Karanlıkta lamba gibi olanlar…

Karanlıkta lamba gibi olanlar…

Kuş olup uçtu elimizden...

“Gafiller arasında Allahü teâlâyı zikreden, karanlık bir evdeki lamba gibidir. Gafiller arasında Allahü teâlâyı zikredene, Allahü teâlâ, Cennetteki yerini bildirir.”   Vehb Ebü’l-Behteri hazretleri Tebe-i tabiînden meşhur fıkıh ve hadîs âlimidir. Medine’de doğdu. Annesi dul kalınca, İmâm-ı Ca’fer-i Sâdık’la evlendi. Bu vesîleyle, ondan daha çok istifâde etmek imkânı buldu. İmâm-ı Ebû Yûsuf hazretlerinin vefatından sonra yerine Kâd-ıl-kudât tayin edildi. 200 (m. 815)’de Bağdâd’da vefât etti.

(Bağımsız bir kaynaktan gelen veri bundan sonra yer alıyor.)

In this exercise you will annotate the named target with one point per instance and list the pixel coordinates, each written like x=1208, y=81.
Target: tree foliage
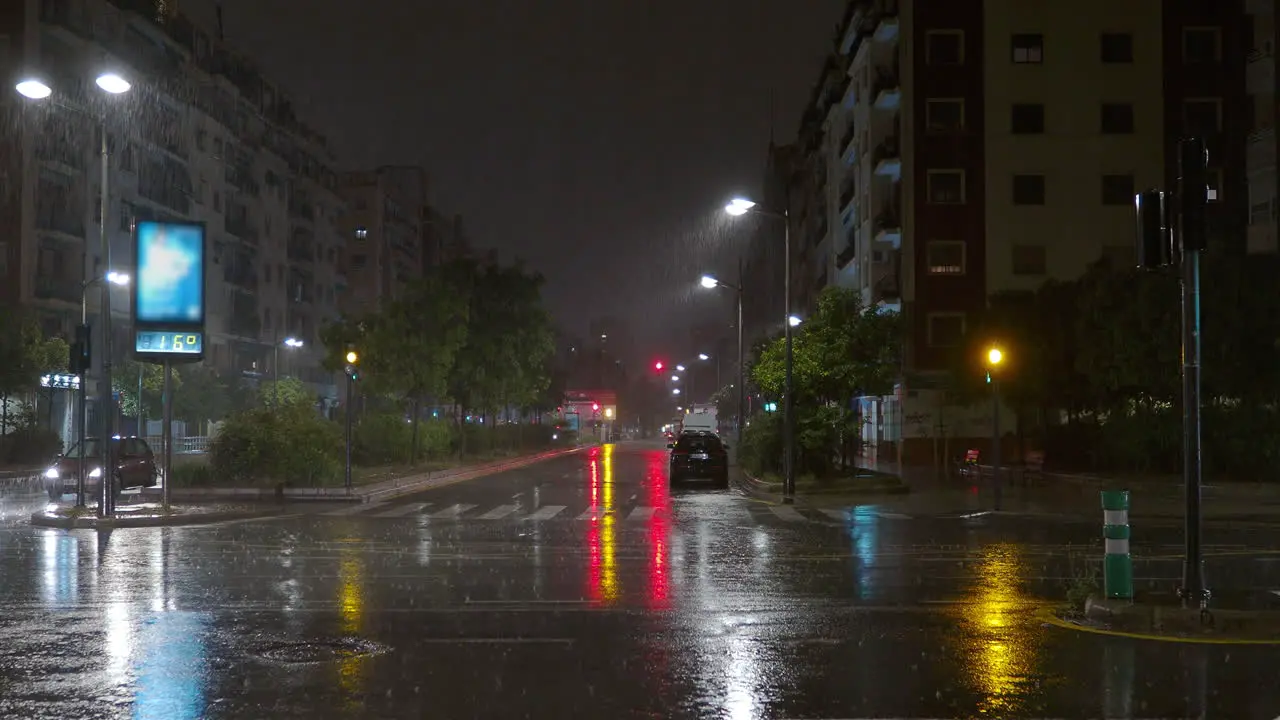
x=1093, y=367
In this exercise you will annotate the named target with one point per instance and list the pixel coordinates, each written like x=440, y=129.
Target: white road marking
x=787, y=513
x=547, y=513
x=452, y=511
x=411, y=509
x=640, y=514
x=352, y=509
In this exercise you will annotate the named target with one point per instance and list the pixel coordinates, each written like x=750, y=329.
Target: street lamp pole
x=789, y=483
x=106, y=506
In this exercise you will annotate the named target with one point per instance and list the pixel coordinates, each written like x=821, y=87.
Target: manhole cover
x=319, y=651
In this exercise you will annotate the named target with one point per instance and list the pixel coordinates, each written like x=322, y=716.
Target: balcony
x=848, y=254
x=1260, y=74
x=59, y=219
x=63, y=290
x=886, y=90
x=887, y=160
x=888, y=228
x=1260, y=155
x=886, y=30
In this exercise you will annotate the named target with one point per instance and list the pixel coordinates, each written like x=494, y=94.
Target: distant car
x=699, y=454
x=133, y=464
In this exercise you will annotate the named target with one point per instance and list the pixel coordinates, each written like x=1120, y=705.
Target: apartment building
x=202, y=136
x=1261, y=153
x=387, y=233
x=983, y=146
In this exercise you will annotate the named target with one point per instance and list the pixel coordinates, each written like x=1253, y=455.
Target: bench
x=1033, y=465
x=968, y=468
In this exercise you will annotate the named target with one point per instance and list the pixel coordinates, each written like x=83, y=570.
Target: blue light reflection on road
x=172, y=670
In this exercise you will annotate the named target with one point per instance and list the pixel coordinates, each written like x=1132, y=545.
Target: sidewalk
x=949, y=496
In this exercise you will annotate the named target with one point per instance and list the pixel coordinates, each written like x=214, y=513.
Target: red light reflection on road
x=658, y=492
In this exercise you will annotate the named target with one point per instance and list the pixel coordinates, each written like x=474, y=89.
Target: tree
x=411, y=346
x=844, y=351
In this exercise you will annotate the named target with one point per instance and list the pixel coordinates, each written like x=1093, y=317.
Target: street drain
x=319, y=651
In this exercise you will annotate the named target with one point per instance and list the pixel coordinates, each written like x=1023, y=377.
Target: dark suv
x=133, y=465
x=699, y=454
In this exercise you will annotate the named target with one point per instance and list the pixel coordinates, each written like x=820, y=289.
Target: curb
x=1051, y=615
x=94, y=523
x=365, y=493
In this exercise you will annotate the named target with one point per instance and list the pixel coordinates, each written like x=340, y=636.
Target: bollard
x=1118, y=565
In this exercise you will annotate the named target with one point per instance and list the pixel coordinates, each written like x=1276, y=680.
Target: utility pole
x=1156, y=249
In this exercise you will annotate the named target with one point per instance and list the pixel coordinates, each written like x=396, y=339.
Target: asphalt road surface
x=585, y=587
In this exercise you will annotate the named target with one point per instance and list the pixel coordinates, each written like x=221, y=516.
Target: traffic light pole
x=1156, y=249
x=347, y=477
x=1193, y=197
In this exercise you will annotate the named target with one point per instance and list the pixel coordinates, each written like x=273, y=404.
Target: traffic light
x=81, y=358
x=352, y=364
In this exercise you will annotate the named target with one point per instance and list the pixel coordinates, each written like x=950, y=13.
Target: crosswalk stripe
x=453, y=511
x=640, y=514
x=352, y=509
x=547, y=513
x=411, y=509
x=789, y=514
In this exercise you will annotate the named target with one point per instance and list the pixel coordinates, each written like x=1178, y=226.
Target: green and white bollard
x=1118, y=565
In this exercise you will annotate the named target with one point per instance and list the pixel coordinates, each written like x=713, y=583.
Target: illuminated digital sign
x=168, y=342
x=169, y=291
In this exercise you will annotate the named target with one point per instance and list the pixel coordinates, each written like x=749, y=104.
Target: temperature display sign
x=168, y=342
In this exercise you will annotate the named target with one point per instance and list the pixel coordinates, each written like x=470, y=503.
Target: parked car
x=133, y=464
x=699, y=454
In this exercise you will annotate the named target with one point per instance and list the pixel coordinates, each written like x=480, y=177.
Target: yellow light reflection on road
x=1000, y=652
x=609, y=568
x=351, y=611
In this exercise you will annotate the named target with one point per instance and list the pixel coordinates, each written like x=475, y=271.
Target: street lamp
x=112, y=83
x=740, y=206
x=275, y=367
x=995, y=356
x=709, y=282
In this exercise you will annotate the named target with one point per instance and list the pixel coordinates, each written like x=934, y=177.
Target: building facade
x=981, y=146
x=201, y=136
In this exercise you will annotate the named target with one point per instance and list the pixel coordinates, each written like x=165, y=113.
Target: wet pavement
x=584, y=587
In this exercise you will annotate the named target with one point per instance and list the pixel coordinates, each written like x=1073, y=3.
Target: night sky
x=595, y=139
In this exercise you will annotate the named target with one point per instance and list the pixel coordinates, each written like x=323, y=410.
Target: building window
x=945, y=48
x=945, y=258
x=946, y=329
x=1120, y=256
x=1028, y=49
x=946, y=187
x=1118, y=190
x=1028, y=190
x=1215, y=185
x=1202, y=45
x=1116, y=118
x=1027, y=118
x=1028, y=259
x=944, y=115
x=1116, y=48
x=1202, y=117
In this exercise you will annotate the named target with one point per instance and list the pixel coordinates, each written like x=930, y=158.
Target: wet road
x=584, y=587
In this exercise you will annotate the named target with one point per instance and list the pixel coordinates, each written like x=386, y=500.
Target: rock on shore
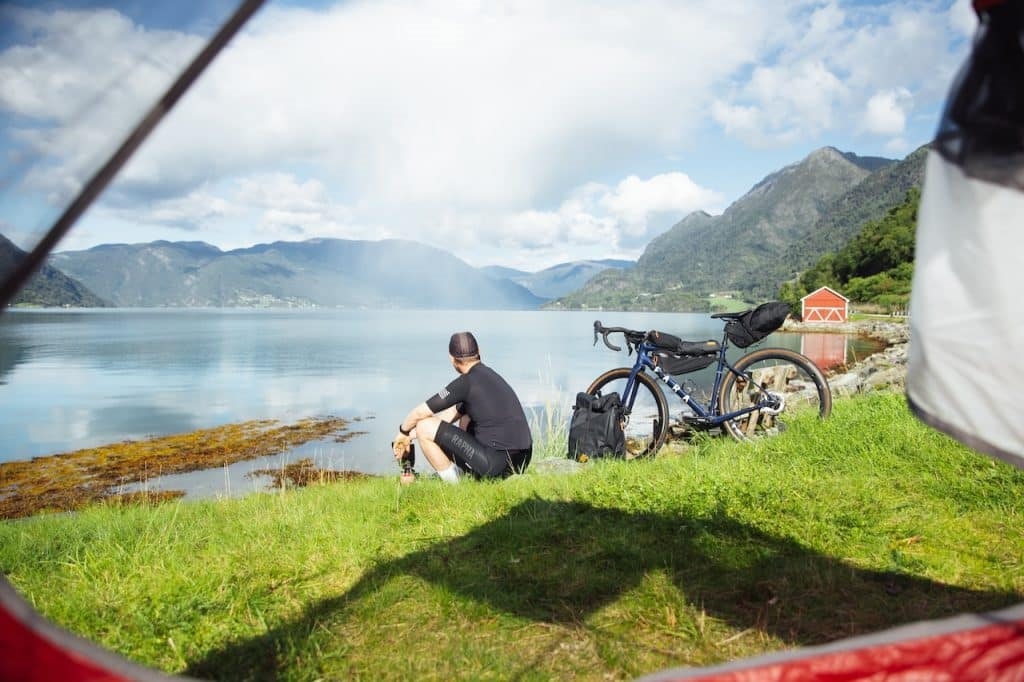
x=883, y=371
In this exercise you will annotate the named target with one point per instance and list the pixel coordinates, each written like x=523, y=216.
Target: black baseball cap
x=463, y=344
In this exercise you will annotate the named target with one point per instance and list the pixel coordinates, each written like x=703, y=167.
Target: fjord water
x=73, y=379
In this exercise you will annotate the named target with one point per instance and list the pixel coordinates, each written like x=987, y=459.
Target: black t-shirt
x=497, y=419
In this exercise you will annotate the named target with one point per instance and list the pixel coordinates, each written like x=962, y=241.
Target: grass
x=707, y=553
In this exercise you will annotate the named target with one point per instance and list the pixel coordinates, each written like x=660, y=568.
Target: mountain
x=389, y=273
x=48, y=287
x=781, y=226
x=558, y=280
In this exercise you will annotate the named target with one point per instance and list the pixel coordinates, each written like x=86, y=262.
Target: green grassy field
x=707, y=553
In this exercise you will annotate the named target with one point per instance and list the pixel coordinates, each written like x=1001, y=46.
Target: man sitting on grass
x=492, y=439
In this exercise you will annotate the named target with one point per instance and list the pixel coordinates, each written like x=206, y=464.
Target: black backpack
x=596, y=427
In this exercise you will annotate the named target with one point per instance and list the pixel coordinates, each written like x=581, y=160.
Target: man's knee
x=427, y=428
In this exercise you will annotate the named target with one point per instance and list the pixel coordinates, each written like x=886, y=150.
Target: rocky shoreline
x=882, y=371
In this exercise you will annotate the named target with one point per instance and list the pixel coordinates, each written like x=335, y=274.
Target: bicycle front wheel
x=646, y=418
x=781, y=383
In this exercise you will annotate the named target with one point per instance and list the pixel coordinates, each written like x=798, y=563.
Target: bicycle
x=750, y=398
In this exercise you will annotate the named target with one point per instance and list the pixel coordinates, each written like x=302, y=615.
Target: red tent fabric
x=964, y=648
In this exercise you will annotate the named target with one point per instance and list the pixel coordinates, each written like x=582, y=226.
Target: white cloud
x=895, y=55
x=509, y=131
x=885, y=114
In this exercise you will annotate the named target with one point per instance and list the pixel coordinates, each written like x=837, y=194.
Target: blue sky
x=513, y=133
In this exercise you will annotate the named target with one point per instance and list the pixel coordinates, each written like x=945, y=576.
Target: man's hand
x=400, y=445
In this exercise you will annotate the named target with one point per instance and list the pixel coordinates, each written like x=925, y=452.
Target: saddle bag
x=596, y=427
x=757, y=324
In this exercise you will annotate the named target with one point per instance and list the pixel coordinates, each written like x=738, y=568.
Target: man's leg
x=426, y=431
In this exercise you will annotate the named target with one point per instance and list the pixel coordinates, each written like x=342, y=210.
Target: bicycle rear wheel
x=785, y=383
x=646, y=418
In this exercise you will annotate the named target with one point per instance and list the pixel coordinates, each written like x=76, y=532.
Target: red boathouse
x=824, y=304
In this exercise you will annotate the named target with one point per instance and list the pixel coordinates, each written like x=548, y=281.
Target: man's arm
x=408, y=425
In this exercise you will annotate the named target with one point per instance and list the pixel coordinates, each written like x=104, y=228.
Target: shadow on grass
x=558, y=562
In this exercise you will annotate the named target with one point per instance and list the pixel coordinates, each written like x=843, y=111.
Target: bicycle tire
x=795, y=378
x=646, y=421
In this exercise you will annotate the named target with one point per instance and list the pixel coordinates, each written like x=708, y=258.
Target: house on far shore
x=824, y=305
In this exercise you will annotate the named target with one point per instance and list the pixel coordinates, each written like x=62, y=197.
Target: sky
x=521, y=134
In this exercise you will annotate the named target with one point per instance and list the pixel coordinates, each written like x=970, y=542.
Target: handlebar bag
x=596, y=427
x=757, y=324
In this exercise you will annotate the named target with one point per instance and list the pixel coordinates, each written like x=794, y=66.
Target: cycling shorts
x=480, y=460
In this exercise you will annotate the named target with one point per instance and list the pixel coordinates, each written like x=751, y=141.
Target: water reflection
x=827, y=350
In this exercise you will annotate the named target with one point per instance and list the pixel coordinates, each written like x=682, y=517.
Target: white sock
x=450, y=475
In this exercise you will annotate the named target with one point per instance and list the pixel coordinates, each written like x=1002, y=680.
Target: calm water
x=77, y=379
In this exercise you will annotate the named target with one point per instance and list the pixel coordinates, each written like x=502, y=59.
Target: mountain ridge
x=781, y=225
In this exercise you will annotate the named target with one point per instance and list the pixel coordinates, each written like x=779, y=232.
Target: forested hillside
x=876, y=266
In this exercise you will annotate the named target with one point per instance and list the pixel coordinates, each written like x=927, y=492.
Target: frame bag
x=596, y=427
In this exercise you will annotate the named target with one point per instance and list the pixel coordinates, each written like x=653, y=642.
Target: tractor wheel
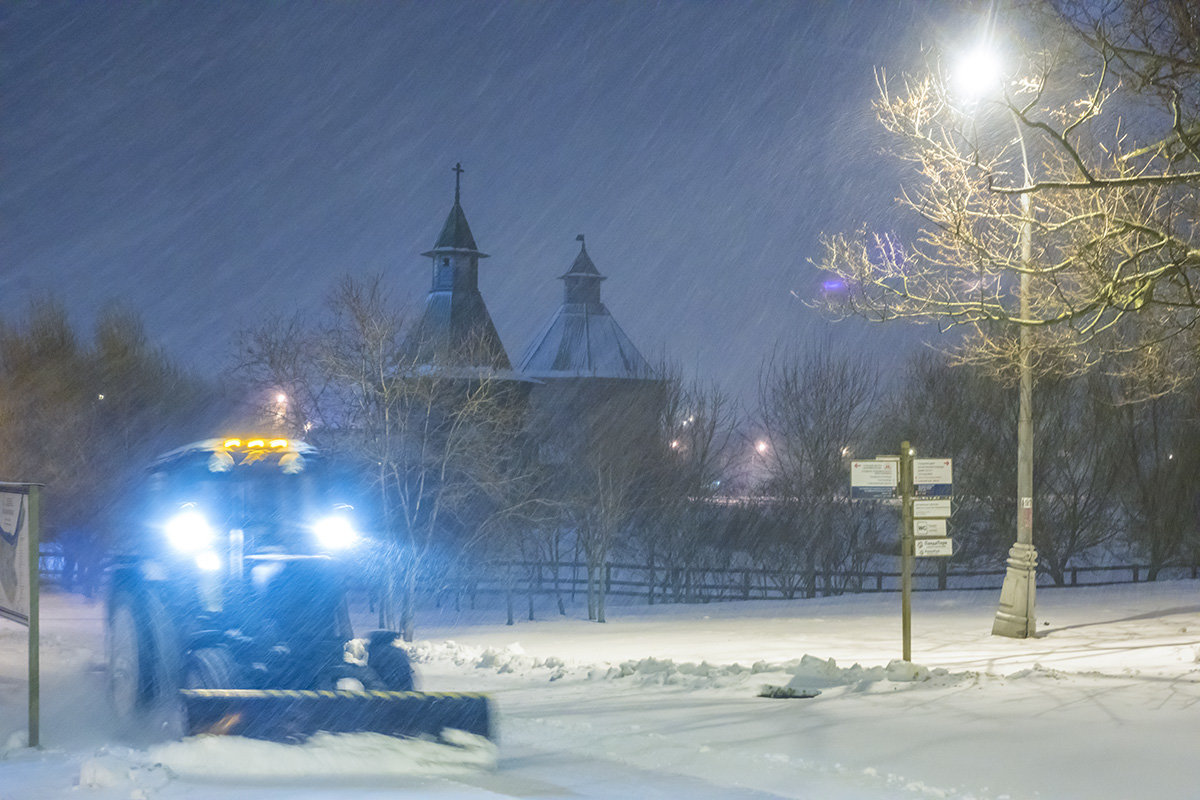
x=213, y=668
x=143, y=662
x=389, y=662
x=127, y=661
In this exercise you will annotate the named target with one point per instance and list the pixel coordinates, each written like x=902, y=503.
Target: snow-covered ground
x=661, y=702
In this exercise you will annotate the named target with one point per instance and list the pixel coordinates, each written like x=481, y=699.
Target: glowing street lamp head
x=978, y=72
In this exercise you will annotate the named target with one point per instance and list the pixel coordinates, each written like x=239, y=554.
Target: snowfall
x=664, y=702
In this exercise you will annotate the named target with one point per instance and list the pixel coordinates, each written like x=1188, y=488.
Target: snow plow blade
x=293, y=715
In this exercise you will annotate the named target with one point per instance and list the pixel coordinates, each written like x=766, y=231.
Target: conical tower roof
x=455, y=329
x=582, y=340
x=456, y=234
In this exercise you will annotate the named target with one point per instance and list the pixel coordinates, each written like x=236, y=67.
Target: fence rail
x=711, y=584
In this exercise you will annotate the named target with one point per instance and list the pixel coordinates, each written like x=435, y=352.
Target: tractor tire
x=143, y=656
x=389, y=662
x=214, y=668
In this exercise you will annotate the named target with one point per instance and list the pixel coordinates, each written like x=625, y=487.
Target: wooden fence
x=715, y=584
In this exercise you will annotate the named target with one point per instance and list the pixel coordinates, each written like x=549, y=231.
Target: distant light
x=335, y=533
x=190, y=531
x=208, y=561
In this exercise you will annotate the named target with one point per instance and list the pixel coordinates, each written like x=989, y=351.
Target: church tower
x=582, y=340
x=455, y=329
x=594, y=391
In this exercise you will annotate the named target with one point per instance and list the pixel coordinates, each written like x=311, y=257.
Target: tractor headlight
x=189, y=531
x=335, y=533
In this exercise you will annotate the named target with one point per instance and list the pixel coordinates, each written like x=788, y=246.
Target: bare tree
x=814, y=410
x=85, y=419
x=693, y=452
x=1159, y=468
x=438, y=443
x=1099, y=179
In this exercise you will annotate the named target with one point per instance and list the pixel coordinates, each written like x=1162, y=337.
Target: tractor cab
x=232, y=603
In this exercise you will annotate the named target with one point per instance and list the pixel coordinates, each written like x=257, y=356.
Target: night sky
x=213, y=163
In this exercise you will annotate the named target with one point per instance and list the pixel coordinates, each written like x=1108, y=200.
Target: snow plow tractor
x=229, y=606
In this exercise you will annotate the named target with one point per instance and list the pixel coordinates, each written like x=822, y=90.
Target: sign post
x=21, y=578
x=906, y=548
x=924, y=487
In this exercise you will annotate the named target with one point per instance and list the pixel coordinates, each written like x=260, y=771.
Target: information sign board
x=15, y=566
x=874, y=479
x=933, y=477
x=939, y=546
x=931, y=507
x=928, y=528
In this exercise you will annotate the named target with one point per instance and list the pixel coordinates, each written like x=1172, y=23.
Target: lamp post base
x=1015, y=617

Rivâyet ettiği hadîs-i şeriflerden bazıları: İmâm-ı Ca’fer-i Sâdık’tan işittim. O da babalarından rivâyet etti. Resûlullah Efendimiz (sallallahü aleyhi ve sellem), “Üç şey göze kuvvet verir, yeşilliğe, akarsuya ve güzel yüze bakmak” buyurdu. Yine İmâm-ı Ca’fer-i Sâdık’tan işittim. Rivayet etti ki: Resûlullah Efendimiz “Kim amel etmek üzere kırk hadîs-i şerîf ezberlerse, Allahü teâlâ o kimseyi âlim ve fakîhlerden kılar” buyurdu. Enes bin Mâlik (radıyallahü anh) rivâyet etti. Resûlullah Efendimiz buyurdu ki: “Ümmetimin amelleri, her cuma günü bana arz edilir, Allahü teâlâ, zinâ edenlere çok şiddetli gazap eder.” İbn-i Abbâs (radıyallahü anhüma) rivâyet etti: Resûlullah Efendimiz geceleyin kalktığı zaman tekbir getirdi. Sonra şöyle buyurdu: “Allahım! Hamd sanadır. Sen göklerin yerin ve onlarda bulunanların Rabbisin. Sen haksın, sözün haktır. Vaadin haktır. Sana kavuşmak haktır. Cennet haktır. Cehennem haktır. Şefaat haktır. Allahım! Sana teslim oldum. Sana imân ettim. Sana güvenip dayandım. Senin için mücadele ettim. Sen Rabbimizsin. Dönüş sanadır. Yâ Rabbi! Sen, benim ilâhımsın. Senden başka ilah yoktur.” İbn-i Ömer (radıyallahü anhüma) rivâyet etti. Resûlullah Efendimiz buyurdu ki: “Gafiller arasında Allahü teâlâyı zikreden, karanlık bir evdeki lamba gibidir. Gafiller arasında Allahü teâlâyı zikredene, Allahü teâlâ, Cennetteki yerini bildirir.” Yine İbn-i Ömer rivâyet etti: Resûlullah Efendimiz buyurdu ki: “Kader hakkında konuşmayınız. Çünkü o, Allahü teâlânın bir sırrıdır.” Ebû Hüreyre (radıyallahü anhüma) rivâyet etti. Resûlullah Efendimiz buyurdu ki: “Süleymân’a (aleyhisselam) verilen (o kadar geniş) mülk, onda huşûdan başka bir şeyi arttırmadı. Rabbine olan huşûundan dolayı gözünü semâya bile kaldırmıyordu.” Enes bin Mâlik (radıyallahü anh) rivâyet etti, Resûlullah Efendimiz buyurdu ki: “Allahü teâlâ her çobandan, gözetmesini istediği şeyi muhafaza mı etti, yoksa zayi mi etti diye soracaktır. Hattâ kişiden çoluk çocuğunu da soracaktır.”